I am aware of object.size
, and I get the following output when run on the largest item in my environment:
> object.size(raw.pbp.data)
457552240 bytes
...so the largest item is ~457MB. I have also checked on my macbook pro's memory, in the About This Mac --> Storage, and it shows my Memory as 8 GB 1600 MHz DDR3
, so I assume I have 8 GB to work with.
Obviously the 457MB dataframe is not the only object in my R environment, but I do not want to manually run object.size
for every single object and add up the bytes to find the total size of memory used. Is there a better way to do this? A function that tells me the memory used in total by all objects in my RStudio Environment would be great. Does such a function exist?

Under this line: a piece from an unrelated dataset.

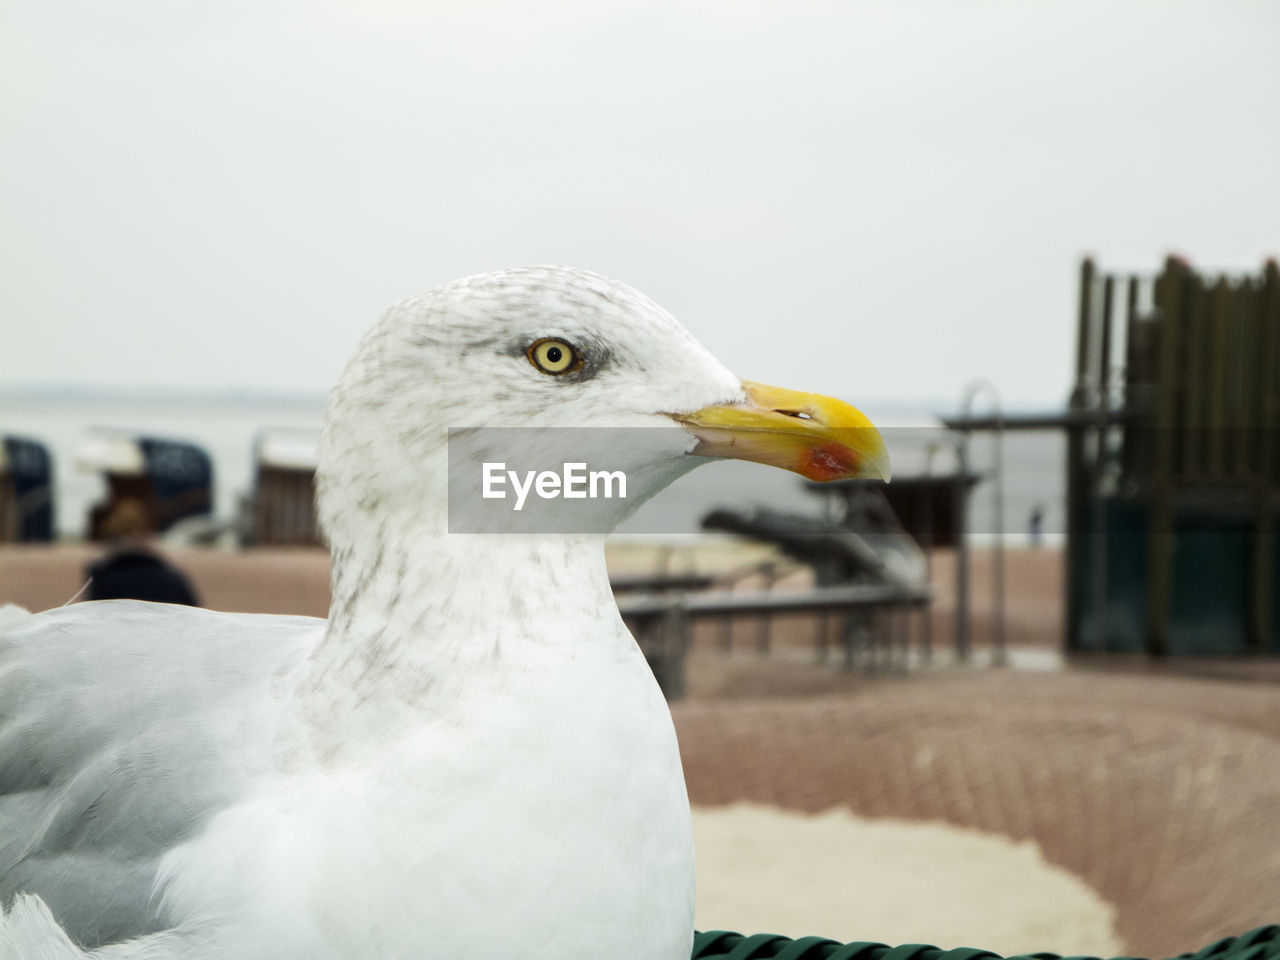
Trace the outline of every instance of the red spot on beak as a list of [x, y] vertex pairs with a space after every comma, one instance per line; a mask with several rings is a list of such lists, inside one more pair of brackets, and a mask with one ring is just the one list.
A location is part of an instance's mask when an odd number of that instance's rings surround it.
[[804, 452], [796, 471], [810, 480], [836, 480], [857, 473], [858, 455], [838, 443], [820, 443]]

Also, what happens when I get closer to 8GB - is my R script going to stop working? I'm anticipating my data is going to increase by a factor of 5 - 10x in the near future, which will probably bring the total memory used in the environment close-to, or even greater than, 8GB.
Lastly, if hitting 8GB of memory is going to hault my R script from running, what are my options? If I convert my dataframe into a datatable, could that reduce the size of the object overall?
Any help with this is greatly appreciated, thanks!!
Edit: saved as a .rda
file, raw.pbp.data
is only 32MB, so that makes me optimistic that there is a way to potentially reduce its size when loaded into R.